The essential question lingers like an echo:

Does duty end… or begin anew when it seems there is nothing more to be done?

These questions mark the threshold for future essays, debates, and actions demanded by this tragedy. And no one is entitled to evade them.


Brief Glossary

  • Triage: Medical process of selecting and prioritizing patients according to urgency and available resources.
  • Banality of evil: Philosophical concept (Hannah Arendt) in which horror becomes everyday and acceptable through normalization and indifference.
  • International Humanitarian Law: International norms aimed at protecting civilians and medical personnel during armed conflict.
  • Compassion fatigue: Extreme emotional stress caused by continuous exposure to the suffering of others.
  • Reverence for life: Ethical philosophy of Albert Schweitzer, centered on sacred respect for all life under all circumstances.

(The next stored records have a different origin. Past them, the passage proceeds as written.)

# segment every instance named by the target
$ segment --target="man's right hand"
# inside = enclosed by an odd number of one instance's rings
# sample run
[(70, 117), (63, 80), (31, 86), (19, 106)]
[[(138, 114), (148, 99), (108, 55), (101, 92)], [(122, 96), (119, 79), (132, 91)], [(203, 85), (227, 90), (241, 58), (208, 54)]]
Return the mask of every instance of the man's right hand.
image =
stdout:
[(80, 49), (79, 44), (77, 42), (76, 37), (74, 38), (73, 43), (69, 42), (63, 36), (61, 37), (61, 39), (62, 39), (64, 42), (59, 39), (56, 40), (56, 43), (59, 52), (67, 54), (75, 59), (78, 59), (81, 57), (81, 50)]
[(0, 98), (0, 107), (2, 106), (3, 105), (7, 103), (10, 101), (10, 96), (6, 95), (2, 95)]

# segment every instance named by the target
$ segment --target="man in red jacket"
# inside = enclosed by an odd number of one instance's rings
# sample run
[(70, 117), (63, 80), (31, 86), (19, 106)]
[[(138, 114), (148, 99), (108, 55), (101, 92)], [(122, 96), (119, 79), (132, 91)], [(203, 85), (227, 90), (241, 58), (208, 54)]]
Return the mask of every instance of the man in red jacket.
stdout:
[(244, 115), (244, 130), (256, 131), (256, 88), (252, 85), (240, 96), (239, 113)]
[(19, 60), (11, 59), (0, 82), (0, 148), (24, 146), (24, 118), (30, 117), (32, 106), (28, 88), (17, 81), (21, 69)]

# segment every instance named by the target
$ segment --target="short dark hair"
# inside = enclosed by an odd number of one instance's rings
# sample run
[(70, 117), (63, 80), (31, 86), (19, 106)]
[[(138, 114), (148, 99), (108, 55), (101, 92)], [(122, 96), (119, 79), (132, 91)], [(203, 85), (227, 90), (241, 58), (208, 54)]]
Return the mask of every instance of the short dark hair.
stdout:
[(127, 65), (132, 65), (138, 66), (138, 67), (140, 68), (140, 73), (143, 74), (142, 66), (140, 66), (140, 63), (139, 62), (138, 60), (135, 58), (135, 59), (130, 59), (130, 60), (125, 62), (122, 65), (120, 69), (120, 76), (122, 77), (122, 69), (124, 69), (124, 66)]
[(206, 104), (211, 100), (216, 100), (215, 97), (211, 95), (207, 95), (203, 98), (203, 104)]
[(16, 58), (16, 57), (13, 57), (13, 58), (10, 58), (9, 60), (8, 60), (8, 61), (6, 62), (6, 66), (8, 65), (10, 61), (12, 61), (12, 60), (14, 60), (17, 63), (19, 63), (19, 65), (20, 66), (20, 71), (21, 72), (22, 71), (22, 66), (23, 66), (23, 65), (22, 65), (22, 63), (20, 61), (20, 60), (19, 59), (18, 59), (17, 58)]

References (Vancouver style)

  1. World Health Organization (WHO). Health response to the crisis in Gaza. Geneva: WHO; 2023.
  2. International Committee of the Red Cross (ICRC). The norms of International Humanitarian Law and the medical mission in conflict zones. Geneva: ICRC; 2015.
  3. United Nations. Report on protection of civilians and hospitals in armed conflicts. New York: United Nations; 2023.
  4. Incertis R. Interview and personal testimony on the situation in Gaza. El País [Internet]. 2025 [cited 2025 Aug 8]; Available from: [recognized outlet].
  5. Schweitzer A. Out of My Life and Thought: An Autobiography. New York: Henry Holt and Company; 1933.
  6. Arendt H. Eichmann in Jerusalem: A Report on the Banality of Evil. New York: Viking Press; 1963.
  7. Frankl VE. Man’s Search for Meaning. Boston: Beacon Press; 2006.
  8. International Committee of the Red Cross (ICRC). Geneva Conventions and Additional Protocols. Geneva: ICRC; 1949.